Now, an unlikely coalition is stepping up to do something about it. Chris Larsen, the Ripple co-founder and San Francisco crypto billionaire, has joined forces with Congressmen Sam Liccardo and Ro Khanna to push California to overhaul how it sets and ends commercial crab fishing seasons.
The core issue is real: California's current system for managing crab seasons is rigid and reactive, often shutting down or delaying fishing based on whale entanglement risk assessments that critics say are slow, overly cautious, and disconnected from conditions on the water. The result? Local crabbers lose prime selling weeks, consumers pay more, and the iconic Fisherman's Wharf tradition takes a hit — all while imported crab fills the gap.
To be clear, nobody serious is arguing we should ignore whale safety. But there's a difference between smart environmental stewardship and a bureaucratic process that can't adapt in real time. When the regulations are so clunky that they consistently fail both the fishing industry and consumers, it's worth asking whether the system is actually protecting anyone — or just protecting itself.
What's interesting here is the coalition itself.

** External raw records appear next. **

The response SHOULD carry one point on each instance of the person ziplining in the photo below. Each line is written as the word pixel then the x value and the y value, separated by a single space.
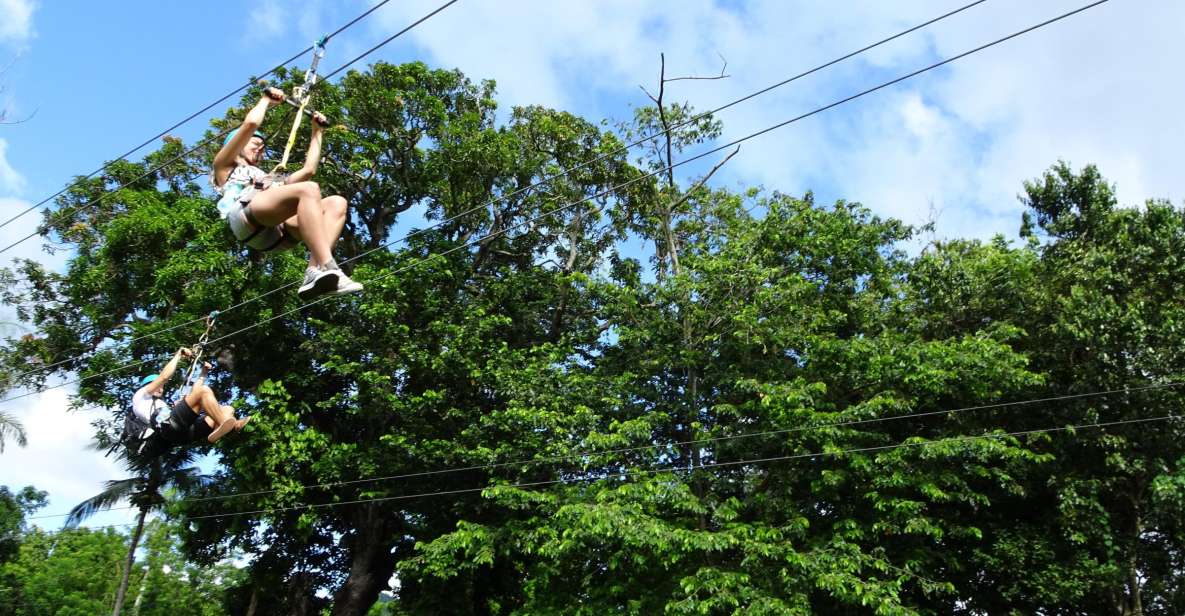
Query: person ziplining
pixel 152 427
pixel 270 212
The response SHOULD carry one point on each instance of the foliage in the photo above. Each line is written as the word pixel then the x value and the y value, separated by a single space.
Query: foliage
pixel 625 391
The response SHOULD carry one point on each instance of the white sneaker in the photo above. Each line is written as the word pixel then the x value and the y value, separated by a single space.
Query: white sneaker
pixel 318 281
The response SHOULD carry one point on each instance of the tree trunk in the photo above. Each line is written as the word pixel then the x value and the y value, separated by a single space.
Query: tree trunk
pixel 140 595
pixel 255 602
pixel 127 565
pixel 371 565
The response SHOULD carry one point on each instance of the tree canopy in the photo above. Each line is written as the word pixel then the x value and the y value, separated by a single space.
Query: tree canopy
pixel 585 385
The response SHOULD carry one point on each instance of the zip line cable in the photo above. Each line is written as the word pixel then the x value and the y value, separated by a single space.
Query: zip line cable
pixel 191 116
pixel 553 177
pixel 607 191
pixel 203 142
pixel 674 443
pixel 625 474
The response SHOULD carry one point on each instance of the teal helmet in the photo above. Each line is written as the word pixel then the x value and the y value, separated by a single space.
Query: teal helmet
pixel 232 133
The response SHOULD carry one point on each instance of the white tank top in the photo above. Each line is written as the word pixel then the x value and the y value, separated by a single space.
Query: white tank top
pixel 241 178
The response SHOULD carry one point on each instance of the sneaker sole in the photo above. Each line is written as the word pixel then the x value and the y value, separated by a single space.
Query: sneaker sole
pixel 321 286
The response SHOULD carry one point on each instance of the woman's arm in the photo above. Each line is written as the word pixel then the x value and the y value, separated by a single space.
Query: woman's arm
pixel 224 161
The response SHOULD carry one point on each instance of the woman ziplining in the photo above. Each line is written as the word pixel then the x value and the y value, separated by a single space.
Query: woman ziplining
pixel 268 211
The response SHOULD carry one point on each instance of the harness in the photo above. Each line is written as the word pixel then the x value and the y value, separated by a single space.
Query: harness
pixel 153 438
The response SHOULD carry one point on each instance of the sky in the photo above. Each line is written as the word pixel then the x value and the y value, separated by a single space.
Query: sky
pixel 87 82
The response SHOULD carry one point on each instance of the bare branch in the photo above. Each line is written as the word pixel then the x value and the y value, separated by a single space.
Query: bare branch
pixel 721 76
pixel 704 179
pixel 648 94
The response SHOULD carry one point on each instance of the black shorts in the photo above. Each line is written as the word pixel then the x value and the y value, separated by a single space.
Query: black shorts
pixel 184 425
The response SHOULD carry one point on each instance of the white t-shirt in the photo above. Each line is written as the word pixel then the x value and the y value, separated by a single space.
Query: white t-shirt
pixel 145 405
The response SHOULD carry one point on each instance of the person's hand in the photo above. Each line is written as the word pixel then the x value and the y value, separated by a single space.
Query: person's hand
pixel 274 96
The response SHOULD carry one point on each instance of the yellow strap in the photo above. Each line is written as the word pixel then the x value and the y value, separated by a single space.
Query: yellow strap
pixel 292 136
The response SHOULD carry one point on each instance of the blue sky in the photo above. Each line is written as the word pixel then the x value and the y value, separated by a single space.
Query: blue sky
pixel 953 146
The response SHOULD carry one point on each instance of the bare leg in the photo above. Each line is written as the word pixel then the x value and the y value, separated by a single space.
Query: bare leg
pixel 333 222
pixel 301 200
pixel 202 399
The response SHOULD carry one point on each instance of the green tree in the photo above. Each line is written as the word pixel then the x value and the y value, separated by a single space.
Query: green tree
pixel 14 507
pixel 146 492
pixel 64 573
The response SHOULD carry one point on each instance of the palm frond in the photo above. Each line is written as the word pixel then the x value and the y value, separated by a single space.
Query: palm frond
pixel 10 428
pixel 116 491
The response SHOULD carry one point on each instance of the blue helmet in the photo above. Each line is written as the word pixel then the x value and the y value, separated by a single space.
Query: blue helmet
pixel 232 133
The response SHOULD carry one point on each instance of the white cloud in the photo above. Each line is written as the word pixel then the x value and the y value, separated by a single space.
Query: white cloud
pixel 58 457
pixel 17 21
pixel 1090 89
pixel 11 180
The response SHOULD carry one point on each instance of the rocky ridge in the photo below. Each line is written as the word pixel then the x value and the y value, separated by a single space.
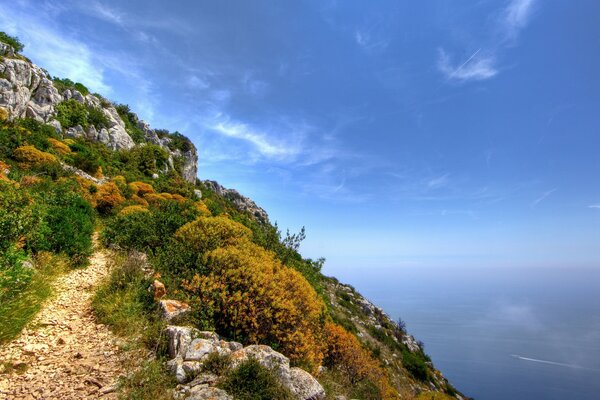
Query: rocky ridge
pixel 241 202
pixel 26 90
pixel 190 347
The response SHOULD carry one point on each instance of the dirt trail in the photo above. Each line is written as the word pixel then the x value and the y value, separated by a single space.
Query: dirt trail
pixel 66 352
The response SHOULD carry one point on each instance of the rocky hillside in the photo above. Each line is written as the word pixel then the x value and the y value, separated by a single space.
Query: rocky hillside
pixel 243 305
pixel 28 91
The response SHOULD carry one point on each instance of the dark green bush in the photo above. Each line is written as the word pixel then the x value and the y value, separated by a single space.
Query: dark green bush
pixel 415 365
pixel 97 118
pixel 18 217
pixel 130 120
pixel 71 113
pixel 252 381
pixel 216 363
pixel 67 224
pixel 63 84
pixel 146 231
pixel 85 156
pixel 12 41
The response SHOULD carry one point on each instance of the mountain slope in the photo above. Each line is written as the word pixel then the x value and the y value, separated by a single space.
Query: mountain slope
pixel 212 247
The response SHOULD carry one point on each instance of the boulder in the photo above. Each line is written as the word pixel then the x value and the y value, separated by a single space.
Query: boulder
pixel 267 357
pixel 304 386
pixel 205 392
pixel 173 308
pixel 157 289
pixel 199 349
pixel 179 339
pixel 176 367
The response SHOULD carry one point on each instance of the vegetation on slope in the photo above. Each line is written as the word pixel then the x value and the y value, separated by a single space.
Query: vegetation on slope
pixel 242 276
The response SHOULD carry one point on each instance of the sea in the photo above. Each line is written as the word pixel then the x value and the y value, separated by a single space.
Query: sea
pixel 499 333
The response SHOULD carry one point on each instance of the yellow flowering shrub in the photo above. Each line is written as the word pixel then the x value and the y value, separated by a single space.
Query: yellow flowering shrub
pixel 346 354
pixel 208 233
pixel 133 209
pixel 108 197
pixel 256 299
pixel 29 156
pixel 141 188
pixel 60 147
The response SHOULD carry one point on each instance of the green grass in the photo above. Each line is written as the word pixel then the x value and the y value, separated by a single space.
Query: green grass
pixel 124 304
pixel 149 381
pixel 18 310
pixel 251 381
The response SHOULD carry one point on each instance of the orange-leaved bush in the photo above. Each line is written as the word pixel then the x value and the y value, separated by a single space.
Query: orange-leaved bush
pixel 141 188
pixel 59 147
pixel 256 299
pixel 29 156
pixel 133 209
pixel 208 233
pixel 346 354
pixel 108 197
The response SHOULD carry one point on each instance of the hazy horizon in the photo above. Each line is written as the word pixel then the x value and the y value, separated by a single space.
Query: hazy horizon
pixel 416 133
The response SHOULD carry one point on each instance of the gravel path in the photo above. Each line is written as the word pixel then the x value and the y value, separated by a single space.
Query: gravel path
pixel 66 352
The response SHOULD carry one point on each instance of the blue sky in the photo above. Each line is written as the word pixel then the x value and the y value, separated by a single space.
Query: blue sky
pixel 401 134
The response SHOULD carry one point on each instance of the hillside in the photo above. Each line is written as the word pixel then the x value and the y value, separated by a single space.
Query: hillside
pixel 195 267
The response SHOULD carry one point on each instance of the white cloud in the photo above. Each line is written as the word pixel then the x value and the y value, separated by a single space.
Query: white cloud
pixel 543 197
pixel 476 67
pixel 516 16
pixel 481 65
pixel 261 141
pixel 369 41
pixel 61 55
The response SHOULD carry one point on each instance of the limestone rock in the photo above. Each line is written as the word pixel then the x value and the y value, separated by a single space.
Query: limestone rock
pixel 267 357
pixel 179 339
pixel 176 367
pixel 304 386
pixel 173 308
pixel 203 392
pixel 199 349
pixel 241 202
pixel 157 289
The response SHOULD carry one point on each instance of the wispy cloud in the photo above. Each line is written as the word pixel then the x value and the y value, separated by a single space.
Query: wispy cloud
pixel 61 55
pixel 543 197
pixel 476 67
pixel 482 64
pixel 261 141
pixel 516 17
pixel 370 41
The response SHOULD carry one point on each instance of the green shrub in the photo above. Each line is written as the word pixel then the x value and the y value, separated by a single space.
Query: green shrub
pixel 97 118
pixel 71 113
pixel 251 381
pixel 18 217
pixel 149 230
pixel 12 41
pixel 216 363
pixel 20 303
pixel 130 120
pixel 63 84
pixel 415 365
pixel 67 224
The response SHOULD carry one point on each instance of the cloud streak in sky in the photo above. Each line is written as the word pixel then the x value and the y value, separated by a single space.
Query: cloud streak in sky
pixel 482 65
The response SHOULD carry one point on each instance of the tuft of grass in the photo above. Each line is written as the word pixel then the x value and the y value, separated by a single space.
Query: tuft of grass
pixel 251 381
pixel 150 381
pixel 124 304
pixel 19 309
pixel 216 363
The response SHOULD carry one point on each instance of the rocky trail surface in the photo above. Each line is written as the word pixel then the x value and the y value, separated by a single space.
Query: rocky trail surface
pixel 64 353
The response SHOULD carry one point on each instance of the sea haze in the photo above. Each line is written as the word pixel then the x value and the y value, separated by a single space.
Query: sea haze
pixel 501 333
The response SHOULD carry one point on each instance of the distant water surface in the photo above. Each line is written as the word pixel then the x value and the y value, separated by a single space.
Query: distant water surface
pixel 500 334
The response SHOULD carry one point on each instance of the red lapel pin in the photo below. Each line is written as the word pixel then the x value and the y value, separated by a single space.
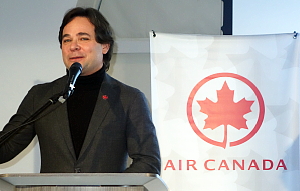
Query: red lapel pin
pixel 105 97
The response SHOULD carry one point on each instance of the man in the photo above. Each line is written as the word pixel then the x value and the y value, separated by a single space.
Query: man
pixel 100 124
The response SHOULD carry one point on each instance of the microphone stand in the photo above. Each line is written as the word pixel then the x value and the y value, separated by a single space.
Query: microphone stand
pixel 30 119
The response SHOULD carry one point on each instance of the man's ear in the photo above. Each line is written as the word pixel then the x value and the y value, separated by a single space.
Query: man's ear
pixel 105 48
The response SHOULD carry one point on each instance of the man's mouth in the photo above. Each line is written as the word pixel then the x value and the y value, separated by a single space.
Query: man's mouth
pixel 75 58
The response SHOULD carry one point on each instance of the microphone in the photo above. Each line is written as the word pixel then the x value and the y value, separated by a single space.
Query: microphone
pixel 74 72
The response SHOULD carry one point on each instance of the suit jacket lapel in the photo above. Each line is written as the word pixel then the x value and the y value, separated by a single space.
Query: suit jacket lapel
pixel 62 118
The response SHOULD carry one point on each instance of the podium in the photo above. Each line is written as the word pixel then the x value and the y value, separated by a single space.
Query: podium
pixel 82 182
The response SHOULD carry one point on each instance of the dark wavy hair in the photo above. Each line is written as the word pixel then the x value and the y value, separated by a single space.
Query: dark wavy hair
pixel 103 30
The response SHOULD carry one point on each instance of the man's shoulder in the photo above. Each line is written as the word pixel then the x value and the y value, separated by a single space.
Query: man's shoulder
pixel 114 83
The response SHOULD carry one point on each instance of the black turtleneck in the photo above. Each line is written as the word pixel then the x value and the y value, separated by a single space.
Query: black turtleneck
pixel 81 105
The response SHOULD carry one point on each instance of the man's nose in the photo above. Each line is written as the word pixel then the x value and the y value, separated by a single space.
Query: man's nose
pixel 75 45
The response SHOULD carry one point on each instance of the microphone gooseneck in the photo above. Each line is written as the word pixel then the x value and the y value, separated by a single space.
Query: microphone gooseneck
pixel 74 71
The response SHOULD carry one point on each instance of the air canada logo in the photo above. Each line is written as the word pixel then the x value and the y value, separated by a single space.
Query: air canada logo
pixel 225 109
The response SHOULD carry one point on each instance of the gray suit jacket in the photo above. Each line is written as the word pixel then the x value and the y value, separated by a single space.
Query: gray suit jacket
pixel 121 125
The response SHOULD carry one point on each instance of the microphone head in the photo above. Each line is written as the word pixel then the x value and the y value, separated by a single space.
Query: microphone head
pixel 76 66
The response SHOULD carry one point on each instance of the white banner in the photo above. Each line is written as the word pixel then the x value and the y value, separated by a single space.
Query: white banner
pixel 226 109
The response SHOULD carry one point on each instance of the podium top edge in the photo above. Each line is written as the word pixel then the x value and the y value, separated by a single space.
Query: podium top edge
pixel 78 174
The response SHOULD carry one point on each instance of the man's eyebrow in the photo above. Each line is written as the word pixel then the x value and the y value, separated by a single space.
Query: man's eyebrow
pixel 79 34
pixel 83 33
pixel 65 35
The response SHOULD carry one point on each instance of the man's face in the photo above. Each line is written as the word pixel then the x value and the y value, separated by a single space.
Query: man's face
pixel 79 45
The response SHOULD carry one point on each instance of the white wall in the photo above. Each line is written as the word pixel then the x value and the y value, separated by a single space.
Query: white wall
pixel 265 16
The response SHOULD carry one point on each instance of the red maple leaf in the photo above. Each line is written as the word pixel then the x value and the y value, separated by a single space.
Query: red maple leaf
pixel 225 111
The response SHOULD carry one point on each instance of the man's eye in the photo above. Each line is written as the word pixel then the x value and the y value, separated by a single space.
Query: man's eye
pixel 66 40
pixel 84 38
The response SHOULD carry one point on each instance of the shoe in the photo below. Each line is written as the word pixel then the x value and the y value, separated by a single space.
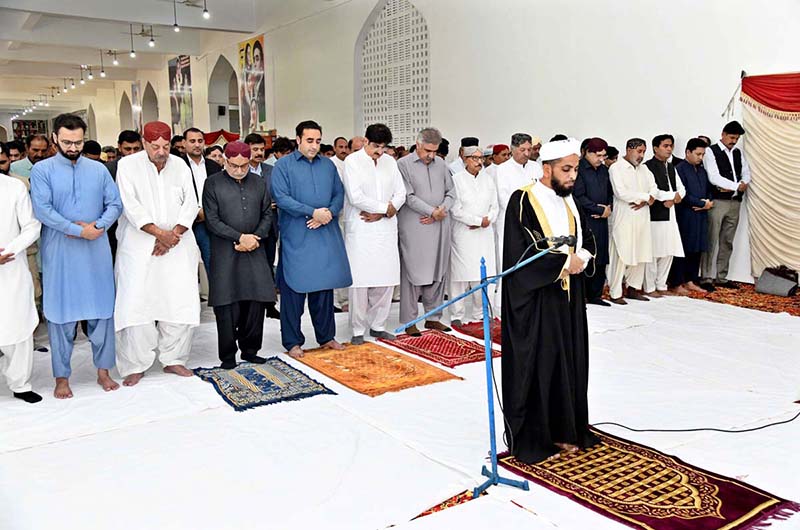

A tech billionaire, a moderate Democrat, and a progressive congressman don't usually end up on the same page. But fisheries policy is one of those rare issues where the math is simple enough to cut through ideology: the current rules cost local businesses money, cost consumers access to a beloved product, and don't demonstrably improve outcomes for whales compared to a more flexible approach.
Whether this push actually results in legislative change remains to be seen — Sacramento isn't exactly famous for streamlining anything. But if a crypto fortune is what it takes to get Dungeness crab back on Thanksgiving tables at a reasonable price, we'll take the win.